Don’t Be Left at the Gate


Commercial airline travel can stress even the most seasoned traveler. Crying babies. Drunk passengers. Flight delays. Long waiting lines. Emptying pockets. Pulling laptops and other electronics from bags. Removing shoes and belts. Carrying all liquids in appropriately sized containers. Add to those hassles, one more. Your driver’s license may not be able to get you past the TSA checkpoints to fly commercially after October 1, 2020.

New Rules

On that autumn day, every air traveler 18 years of age and older will need a REAL ID-compliant driver’s license or an alternative acceptable form of ID to fly within the United States.


Unlike most countries, the United States has no national identification card. Because of the ubiquity of driving, the de facto form of identification has become driver’s licenses. The rub for the Federal Government has been that driver’s licenses are issued by the states. In 2005, Congress passed a new law to remedy this situation. Prior to the Real ID Act, each state set its own rules and guidelines for driver’s licenses including the look of the card, what data it contains, what documents must be provided to obtain one, and what information is stored.
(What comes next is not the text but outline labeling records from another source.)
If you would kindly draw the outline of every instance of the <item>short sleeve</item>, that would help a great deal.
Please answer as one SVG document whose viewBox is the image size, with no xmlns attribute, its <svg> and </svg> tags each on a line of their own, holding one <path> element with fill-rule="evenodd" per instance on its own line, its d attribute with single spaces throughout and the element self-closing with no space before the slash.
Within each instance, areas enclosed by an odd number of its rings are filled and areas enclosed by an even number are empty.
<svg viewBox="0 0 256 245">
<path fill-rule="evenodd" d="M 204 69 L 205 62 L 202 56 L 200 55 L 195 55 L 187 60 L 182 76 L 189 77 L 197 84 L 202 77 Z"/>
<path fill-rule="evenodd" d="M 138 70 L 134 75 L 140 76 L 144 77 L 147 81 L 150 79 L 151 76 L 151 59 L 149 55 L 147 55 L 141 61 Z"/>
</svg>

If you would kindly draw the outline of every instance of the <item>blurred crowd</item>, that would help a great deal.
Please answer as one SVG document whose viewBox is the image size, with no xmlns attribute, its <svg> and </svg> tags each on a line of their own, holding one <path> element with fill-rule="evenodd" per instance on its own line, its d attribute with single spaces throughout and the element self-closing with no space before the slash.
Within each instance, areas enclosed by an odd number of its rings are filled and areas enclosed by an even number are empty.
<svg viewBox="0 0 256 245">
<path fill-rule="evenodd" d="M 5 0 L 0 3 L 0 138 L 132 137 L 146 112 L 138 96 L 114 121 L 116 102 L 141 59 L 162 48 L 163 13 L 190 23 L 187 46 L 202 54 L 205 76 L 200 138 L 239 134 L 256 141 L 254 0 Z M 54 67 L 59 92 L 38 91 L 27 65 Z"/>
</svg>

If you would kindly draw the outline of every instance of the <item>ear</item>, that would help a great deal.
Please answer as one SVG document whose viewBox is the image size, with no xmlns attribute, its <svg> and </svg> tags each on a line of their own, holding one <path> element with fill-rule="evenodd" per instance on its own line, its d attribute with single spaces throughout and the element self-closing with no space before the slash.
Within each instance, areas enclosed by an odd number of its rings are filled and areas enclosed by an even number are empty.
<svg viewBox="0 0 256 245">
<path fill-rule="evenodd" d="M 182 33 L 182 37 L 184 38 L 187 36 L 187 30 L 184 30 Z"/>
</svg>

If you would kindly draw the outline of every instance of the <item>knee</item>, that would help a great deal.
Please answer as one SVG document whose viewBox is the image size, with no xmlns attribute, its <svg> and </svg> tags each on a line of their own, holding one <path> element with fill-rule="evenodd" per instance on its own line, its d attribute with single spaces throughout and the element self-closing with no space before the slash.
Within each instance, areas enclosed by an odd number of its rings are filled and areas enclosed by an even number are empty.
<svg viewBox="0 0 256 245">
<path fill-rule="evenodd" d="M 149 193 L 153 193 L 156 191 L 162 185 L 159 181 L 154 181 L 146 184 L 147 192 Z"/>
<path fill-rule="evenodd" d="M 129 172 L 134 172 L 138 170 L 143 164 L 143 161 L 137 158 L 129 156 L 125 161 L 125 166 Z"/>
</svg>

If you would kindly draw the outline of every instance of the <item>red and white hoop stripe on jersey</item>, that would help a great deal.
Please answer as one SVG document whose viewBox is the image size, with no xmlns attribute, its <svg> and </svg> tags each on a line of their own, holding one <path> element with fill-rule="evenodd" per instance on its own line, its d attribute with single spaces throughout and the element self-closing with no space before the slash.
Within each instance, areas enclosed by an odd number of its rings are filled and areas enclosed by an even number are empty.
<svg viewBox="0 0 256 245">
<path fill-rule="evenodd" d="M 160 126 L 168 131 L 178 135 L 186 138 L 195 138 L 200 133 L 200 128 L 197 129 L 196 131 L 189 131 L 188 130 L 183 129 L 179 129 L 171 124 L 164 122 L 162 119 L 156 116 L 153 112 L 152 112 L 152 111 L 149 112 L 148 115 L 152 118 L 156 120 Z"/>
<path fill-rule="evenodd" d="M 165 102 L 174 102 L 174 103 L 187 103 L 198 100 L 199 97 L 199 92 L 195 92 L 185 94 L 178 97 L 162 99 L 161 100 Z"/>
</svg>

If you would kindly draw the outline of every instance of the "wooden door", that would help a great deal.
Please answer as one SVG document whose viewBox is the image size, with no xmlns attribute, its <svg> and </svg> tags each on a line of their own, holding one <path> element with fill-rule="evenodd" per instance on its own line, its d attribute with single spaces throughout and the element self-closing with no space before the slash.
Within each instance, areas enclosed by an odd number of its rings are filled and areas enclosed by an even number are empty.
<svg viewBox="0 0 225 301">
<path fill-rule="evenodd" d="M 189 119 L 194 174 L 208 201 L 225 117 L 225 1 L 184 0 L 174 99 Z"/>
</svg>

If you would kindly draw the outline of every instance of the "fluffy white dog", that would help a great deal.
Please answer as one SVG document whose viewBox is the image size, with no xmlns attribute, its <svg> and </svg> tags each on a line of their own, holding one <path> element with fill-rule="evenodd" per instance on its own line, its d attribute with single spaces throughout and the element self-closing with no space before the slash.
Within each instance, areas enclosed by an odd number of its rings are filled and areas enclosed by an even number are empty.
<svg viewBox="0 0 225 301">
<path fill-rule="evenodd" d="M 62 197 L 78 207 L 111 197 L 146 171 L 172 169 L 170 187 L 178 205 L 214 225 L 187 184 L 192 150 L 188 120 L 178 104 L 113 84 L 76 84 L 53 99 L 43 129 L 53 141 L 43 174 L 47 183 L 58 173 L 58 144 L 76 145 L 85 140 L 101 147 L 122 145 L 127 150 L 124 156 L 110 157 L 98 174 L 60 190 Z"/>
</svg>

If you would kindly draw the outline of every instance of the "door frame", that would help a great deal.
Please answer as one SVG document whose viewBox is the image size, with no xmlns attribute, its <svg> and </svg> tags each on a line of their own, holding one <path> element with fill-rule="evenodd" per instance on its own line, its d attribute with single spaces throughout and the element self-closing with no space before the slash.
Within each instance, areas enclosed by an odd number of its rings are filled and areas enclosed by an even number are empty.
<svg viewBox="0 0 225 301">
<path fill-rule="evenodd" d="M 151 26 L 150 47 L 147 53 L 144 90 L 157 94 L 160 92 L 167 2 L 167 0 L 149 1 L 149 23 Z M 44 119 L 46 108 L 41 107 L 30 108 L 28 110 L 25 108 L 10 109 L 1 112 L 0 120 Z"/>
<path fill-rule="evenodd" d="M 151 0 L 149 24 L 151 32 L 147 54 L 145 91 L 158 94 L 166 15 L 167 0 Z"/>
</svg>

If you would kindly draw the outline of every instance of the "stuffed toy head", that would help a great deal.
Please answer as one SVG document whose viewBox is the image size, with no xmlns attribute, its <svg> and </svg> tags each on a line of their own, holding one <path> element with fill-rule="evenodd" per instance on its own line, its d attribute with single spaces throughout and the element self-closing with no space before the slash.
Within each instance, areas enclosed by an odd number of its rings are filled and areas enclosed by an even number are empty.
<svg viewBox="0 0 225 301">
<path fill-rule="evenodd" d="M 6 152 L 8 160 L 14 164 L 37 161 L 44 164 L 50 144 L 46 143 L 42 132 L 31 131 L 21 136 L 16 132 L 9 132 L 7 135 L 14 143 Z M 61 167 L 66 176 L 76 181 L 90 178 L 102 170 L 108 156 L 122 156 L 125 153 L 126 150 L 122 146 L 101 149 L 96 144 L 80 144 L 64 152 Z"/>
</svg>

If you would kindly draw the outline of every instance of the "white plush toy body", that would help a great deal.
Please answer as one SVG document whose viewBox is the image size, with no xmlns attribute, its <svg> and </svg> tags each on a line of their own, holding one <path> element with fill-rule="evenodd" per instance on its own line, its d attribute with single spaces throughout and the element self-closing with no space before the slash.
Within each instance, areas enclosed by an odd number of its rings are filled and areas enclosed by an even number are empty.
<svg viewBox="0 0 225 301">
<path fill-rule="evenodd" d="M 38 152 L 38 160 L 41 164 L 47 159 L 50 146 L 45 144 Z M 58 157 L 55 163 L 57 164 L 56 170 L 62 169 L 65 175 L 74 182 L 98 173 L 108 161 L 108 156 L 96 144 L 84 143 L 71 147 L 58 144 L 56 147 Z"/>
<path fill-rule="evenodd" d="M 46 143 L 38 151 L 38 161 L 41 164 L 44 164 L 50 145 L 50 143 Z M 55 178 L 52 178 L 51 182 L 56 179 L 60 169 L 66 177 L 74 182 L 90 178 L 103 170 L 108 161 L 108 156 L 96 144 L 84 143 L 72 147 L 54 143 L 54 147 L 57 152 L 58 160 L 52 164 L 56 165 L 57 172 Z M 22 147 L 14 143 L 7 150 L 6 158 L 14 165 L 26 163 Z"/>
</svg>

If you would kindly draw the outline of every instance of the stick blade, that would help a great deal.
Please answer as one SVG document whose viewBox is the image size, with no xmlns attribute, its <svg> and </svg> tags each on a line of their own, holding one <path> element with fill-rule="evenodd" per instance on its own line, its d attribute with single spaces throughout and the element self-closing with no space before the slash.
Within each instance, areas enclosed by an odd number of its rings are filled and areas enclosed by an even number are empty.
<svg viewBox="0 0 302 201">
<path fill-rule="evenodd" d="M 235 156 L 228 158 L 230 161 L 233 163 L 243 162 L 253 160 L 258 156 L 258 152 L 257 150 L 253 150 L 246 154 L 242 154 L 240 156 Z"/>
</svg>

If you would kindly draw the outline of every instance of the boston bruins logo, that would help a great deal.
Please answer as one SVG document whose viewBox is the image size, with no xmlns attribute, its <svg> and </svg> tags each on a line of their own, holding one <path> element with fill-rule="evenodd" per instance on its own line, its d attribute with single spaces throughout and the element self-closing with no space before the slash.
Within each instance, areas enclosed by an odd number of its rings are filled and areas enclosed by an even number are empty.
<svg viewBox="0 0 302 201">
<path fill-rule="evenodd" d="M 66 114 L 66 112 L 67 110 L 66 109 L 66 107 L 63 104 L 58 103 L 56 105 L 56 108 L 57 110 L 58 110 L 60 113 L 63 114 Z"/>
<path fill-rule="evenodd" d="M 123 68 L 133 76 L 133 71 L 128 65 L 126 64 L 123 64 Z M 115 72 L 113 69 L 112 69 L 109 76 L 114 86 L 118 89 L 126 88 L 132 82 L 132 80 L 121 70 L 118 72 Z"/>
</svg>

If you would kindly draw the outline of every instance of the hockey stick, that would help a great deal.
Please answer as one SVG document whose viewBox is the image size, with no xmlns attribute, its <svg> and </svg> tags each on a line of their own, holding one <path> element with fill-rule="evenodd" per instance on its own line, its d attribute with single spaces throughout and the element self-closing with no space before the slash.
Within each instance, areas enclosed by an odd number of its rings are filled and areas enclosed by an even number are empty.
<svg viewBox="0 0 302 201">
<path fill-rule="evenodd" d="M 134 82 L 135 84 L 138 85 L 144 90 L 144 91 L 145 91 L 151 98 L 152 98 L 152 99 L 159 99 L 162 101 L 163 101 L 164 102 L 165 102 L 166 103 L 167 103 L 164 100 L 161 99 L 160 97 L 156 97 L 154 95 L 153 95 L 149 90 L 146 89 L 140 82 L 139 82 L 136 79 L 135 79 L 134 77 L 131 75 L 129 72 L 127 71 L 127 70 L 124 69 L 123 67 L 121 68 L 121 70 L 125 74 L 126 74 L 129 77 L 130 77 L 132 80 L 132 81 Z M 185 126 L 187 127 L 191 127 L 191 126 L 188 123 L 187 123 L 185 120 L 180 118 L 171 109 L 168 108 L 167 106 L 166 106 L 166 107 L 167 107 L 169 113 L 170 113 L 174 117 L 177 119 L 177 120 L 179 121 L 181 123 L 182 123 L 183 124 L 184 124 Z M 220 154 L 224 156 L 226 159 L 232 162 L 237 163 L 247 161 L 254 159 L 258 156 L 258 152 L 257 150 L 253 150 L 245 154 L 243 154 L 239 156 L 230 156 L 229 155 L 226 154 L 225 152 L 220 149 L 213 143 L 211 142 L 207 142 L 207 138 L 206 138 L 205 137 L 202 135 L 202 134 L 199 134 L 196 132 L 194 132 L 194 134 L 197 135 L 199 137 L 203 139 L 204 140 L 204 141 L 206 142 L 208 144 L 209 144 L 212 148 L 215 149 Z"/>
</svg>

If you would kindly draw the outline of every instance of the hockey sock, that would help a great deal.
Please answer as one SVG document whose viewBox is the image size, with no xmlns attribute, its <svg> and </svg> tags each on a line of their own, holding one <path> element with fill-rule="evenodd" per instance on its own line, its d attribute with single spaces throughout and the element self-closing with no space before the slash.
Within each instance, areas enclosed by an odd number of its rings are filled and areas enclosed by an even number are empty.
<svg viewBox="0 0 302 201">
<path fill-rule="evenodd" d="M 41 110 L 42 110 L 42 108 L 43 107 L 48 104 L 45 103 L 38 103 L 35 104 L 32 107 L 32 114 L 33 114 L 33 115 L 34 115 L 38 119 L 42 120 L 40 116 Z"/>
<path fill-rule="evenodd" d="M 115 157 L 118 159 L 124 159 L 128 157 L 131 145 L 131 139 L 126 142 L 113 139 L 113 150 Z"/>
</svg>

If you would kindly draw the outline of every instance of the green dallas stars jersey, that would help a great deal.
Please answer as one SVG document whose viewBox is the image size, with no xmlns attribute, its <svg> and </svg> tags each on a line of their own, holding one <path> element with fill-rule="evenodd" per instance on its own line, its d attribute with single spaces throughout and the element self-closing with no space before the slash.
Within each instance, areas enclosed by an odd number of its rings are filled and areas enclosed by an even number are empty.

The Act also contained several more controversial items. Among them is the right for provinces and territories in Canada and states in Mexico to join the program. Consequently, the REAL ID Act was opposed by an odd assortment of political bed fellows from across the political spectrum.

They included the conservative Heritage Foundation, the ACLU, the Cato Institute, Christian advocacy groups, such as the American Center for Law & Justice, privacy advocacy groups, like the 511 campaign, government accountability groups; labor groups, like AFL-CIO; People for the American Way; consumer and patient protection groups, gun rights groups, such as Gun Owners of America, the editorial page of the Wall Street Journal; and the Obama administration, among others.

To get around these groups, Congress pushed the timeline for compliance out 15 years in the hopes everyone would forget about it. And it worked. As of April 2019, 43 states and territories have been certified as compliant, and 13 have been granted extensions. The states with extensions include Alaska, California, Illinois, Kentucky, Maine, Massachusetts, Missouri, Montana, New Jersey, Oklahoma, Oregon, Pennsylvania, and Virginia. If you have a license from one of these states, you are most at risk of being inconvenienced.


Every year, airports are becoming more congested. Security is at an all-time high. The airlines are finding new ways to squeeze profitability from their customers. Each of these factors impact the passenger experience negatively. To avoid this new potential hindrance, look in your wallet or purse and see if your state has given you a “gold star”. If not, you’ll have some work to do between now and late next year.